Ada
yang menarik saat saya berselancar di internet saat subuh tadi. Dalam salah
satu artikel di situs-situs Islami yang saya baca sembari menunggu kantuk
datang setelah shalat Subuh, ada keterangan bahwa dalam Al-Quran, tak ada perintah untuk meminta maaf.
Lah
kok bisa? Saya juga baru tahu.
sumber disini |
Agak
aneh mengetahui bahwa tak ada perintah meminta maaf dalam Al-Quran yang
lengkapnya ampun-ampunan itu. Akhirnya dari satu artikel tersebut, saya
berselancar ke artikel-artikel lain demi memperdalam pengetahuan ini (maaf yah,
untuk sementara bergurunya di Internet hihihi).
Aksara
Arab memang memusingkan. Satu kata bisa
berarti banyak atau memiliki arti berganda yang bisa saja sama sekali
berbeda dalam kosa kata kita. Misalnya kata al-‘afw atau yang kemudian
diterjemahkan ‘maaf’ ini, pada dasarnya berarti ‘yang berlebih dari keperluan’.
Mulai
pusing? Iya, jadi intinya sesuatu yang berlebih tentu harus dikeluarkan agar
tak ada lagi. Maka kemudian al-‘afw ini berkembang menjadi menghilangkan, keterhapusan,
dimana memaafkan sendiri dimaknai sebagai menghapus
luka atau bekas luka di dalam hati dan menjadikannya tiada.
Ah,
mulai kebayang susahnya kuliah di Sastra Arab. Kelihatannya pelajaran Bahasa
Arab saya di SMP dulu juga sudah merembes entah kemana.
Kemudian
lagi kata ini dicantumkan sebanyak 34 kali dalam Al-Quran. Kebanyakan tercantum
dalam ayat yang dimaksudkan bahwa Allah memaafkan manusia dalam banyak kondisi.

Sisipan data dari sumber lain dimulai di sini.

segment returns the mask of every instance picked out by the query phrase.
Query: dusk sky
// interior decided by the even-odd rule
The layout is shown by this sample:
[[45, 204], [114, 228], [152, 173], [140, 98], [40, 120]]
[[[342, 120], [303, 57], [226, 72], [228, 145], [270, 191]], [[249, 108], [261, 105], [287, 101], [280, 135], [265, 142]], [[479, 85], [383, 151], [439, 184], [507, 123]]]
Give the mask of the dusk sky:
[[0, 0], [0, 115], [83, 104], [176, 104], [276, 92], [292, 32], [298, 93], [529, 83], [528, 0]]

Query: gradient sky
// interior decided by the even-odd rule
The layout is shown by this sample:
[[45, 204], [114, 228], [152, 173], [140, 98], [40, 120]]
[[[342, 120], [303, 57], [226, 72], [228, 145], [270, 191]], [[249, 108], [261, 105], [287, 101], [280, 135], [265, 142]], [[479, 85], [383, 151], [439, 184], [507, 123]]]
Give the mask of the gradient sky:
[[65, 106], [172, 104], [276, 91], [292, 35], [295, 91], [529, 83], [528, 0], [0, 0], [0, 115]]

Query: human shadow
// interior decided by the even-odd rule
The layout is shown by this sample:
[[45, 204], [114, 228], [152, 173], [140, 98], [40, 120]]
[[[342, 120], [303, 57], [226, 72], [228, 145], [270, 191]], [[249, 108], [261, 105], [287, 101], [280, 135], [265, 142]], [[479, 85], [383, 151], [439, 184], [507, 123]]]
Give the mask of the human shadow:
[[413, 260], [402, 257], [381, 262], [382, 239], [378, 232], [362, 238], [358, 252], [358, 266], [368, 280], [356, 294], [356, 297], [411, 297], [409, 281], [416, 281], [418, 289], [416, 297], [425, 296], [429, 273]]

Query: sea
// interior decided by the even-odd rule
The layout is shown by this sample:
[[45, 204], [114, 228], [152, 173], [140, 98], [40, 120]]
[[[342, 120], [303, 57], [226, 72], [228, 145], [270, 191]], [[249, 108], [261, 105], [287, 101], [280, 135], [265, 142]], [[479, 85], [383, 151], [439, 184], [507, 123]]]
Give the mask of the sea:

Sementara memaafkan sesama manusia
justru tidak ada. Perintah yang tercantum justru untuk memberikan maaf.
Hendaklah mereka memberi maaf dan
melapangkan dada. Tidakkah kamu ingin diampuni oleh Allah? (QS Al-Nur [24): 22)
Atau
“Maka
disebabkan rahmat dari Allâh-lah kamu berlaku lemah lembut terhadap mereka.
Sekiranya kamu bersikap keras lagi berhati kasar, tentulah mereka menjauhkan
diri dari sekelilingmu. karena itu ma’afkanlah mereka, mohonkanlah ampun bagi
mereka, dan bermusyawaratlah dengan mereka dalam urusan itu. Kemudian apabila
kamu telah membulatkan tekad, maka bertawakkallah kepada Allâh.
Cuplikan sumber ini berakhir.